Once I was a clever boy learning the arts of Oxford... is a quotation from the verses written by Bishop Richard Fleming (c.1385-1431) for his tomb in Lincoln Cathedral. Fleming, the founder of Lincoln College in Oxford, is the subject of my research for a D. Phil., and, like me, a son of the West Riding. I have remarked in the past that I have a deeply meaningful on-going relationship with a dead fifteenth century bishop... it was Fleming who, in effect, enabled me to come to Oxford and to learn its arts, and for that I am immensely grateful.


Monday 2 August 2021

The continuing restoration of Wentworth Woodhouse


The Art Newspaper has a report today about the latest developments in the massive and utterly commendable restoration project at Wentworth Woodhouse in Yorkshire. The aspect they particularly feature is the plan to restore the derelict Camelia House, but which still has its eighteenth century camelias, and they are back in bloom.

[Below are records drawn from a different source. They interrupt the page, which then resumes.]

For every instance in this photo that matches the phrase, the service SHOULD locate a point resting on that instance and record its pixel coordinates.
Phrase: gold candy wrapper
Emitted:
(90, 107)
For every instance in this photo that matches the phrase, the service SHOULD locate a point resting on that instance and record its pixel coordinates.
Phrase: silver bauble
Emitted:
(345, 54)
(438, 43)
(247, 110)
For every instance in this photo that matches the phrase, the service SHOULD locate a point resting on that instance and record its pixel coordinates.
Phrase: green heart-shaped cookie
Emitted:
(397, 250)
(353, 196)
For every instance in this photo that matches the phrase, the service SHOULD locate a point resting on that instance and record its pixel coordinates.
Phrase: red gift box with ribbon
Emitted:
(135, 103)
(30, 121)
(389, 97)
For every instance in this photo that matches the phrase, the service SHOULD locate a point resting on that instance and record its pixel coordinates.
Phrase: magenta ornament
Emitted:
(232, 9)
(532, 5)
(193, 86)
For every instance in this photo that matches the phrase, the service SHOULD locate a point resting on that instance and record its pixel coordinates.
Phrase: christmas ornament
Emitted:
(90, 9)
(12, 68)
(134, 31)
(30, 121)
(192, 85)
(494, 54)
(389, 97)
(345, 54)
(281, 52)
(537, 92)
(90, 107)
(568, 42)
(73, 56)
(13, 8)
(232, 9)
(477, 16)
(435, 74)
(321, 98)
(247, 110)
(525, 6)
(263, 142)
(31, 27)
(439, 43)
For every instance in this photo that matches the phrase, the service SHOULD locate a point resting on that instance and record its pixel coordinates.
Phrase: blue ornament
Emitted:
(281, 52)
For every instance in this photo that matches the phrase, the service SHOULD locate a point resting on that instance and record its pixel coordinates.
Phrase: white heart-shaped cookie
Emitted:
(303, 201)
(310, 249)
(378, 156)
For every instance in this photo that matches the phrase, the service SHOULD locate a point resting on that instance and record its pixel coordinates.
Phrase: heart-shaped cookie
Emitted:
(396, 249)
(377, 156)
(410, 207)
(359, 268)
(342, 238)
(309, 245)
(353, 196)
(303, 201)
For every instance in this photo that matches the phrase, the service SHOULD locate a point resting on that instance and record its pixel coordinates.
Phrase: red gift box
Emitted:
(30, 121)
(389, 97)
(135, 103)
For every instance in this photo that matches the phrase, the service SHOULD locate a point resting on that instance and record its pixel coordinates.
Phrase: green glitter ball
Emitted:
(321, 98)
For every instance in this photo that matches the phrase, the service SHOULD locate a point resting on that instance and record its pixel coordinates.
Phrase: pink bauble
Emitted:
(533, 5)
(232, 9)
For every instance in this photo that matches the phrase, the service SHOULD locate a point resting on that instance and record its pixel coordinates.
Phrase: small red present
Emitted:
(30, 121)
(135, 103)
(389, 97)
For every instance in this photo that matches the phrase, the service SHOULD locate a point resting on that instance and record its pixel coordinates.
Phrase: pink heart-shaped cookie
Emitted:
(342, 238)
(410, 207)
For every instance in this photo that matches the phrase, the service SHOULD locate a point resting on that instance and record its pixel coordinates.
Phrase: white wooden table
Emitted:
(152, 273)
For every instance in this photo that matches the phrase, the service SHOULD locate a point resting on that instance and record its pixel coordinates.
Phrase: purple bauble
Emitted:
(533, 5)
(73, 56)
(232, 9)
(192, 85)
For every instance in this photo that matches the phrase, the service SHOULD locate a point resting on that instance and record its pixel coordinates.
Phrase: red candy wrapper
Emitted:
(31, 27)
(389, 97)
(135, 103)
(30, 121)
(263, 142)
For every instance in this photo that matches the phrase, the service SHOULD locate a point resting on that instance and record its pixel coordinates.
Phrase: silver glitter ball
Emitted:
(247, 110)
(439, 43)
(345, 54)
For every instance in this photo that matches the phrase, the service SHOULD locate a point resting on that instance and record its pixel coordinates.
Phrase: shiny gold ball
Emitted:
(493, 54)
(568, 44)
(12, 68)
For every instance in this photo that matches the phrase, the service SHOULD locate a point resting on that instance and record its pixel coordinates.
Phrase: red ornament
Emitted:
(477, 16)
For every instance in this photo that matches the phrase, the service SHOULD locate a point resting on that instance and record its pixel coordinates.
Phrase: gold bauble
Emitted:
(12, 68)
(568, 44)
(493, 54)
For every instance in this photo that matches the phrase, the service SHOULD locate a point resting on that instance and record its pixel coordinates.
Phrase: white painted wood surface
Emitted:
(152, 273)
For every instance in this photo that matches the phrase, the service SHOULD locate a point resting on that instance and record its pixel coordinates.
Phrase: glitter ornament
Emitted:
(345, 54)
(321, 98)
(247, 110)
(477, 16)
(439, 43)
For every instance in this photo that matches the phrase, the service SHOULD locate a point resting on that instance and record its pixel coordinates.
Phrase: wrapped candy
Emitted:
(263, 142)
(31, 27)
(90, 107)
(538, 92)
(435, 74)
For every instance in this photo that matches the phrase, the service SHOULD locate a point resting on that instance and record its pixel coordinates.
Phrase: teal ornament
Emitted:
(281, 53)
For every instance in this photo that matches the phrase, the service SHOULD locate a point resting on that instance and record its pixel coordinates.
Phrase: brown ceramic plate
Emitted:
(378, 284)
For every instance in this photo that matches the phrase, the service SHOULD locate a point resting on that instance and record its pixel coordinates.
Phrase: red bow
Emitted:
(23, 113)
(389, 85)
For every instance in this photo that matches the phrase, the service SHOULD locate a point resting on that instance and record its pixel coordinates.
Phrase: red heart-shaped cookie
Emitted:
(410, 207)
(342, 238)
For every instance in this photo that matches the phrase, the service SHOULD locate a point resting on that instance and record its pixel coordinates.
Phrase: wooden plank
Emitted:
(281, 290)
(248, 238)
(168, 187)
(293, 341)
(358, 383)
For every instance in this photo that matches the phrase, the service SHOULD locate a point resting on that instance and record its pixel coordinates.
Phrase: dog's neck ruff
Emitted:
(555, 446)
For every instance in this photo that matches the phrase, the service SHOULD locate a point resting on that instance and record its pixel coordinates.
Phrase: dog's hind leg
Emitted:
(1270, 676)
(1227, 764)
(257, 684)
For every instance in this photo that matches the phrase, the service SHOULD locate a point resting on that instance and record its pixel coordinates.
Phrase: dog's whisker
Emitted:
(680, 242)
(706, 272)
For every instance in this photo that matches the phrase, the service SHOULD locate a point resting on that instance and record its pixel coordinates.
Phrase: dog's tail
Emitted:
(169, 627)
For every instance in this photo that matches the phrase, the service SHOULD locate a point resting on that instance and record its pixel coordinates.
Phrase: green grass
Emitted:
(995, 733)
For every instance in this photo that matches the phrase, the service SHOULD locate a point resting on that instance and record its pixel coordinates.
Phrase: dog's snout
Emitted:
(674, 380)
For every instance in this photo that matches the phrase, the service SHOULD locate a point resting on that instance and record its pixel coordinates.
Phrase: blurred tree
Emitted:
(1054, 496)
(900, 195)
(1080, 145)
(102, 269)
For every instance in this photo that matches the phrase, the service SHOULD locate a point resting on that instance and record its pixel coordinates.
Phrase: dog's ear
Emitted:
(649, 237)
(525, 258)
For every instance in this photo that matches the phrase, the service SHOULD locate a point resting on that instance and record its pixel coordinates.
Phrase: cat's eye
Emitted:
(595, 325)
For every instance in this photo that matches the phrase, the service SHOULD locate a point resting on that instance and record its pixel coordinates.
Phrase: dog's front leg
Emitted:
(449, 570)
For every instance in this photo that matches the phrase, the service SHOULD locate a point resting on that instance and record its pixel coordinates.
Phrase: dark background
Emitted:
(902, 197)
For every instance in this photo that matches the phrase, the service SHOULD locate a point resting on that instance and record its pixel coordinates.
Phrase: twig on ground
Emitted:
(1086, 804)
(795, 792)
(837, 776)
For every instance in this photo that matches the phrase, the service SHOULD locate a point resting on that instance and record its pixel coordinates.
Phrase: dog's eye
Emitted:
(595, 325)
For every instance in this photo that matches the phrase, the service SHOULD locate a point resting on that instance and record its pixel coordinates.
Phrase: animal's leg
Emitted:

The article, which also outlines both the scale of the house and the scale of the restoration facing the Trust who now own this remarkable building, can be read at Eccentric Wentworth Woodhouse estate—home to centuries-old camellias—gets set to bloom again in Yorkshire

I have posted about Wentworth Woodhouse before in Wentworth Woodhouse from 2014 and last year in Wentworth Woodhouse: A House and its Follies

Growing up only about twenty miles away from  this historic building which was inaccessible and reading about it in Pevsner, who for once waxes lyrical about a country house when describing it, Wentworth Woodhouse has intrigued me for upwards of sixty years. The fact that it is now being saved from the ravages inflicted upon it by the twentieth century is truly heartening.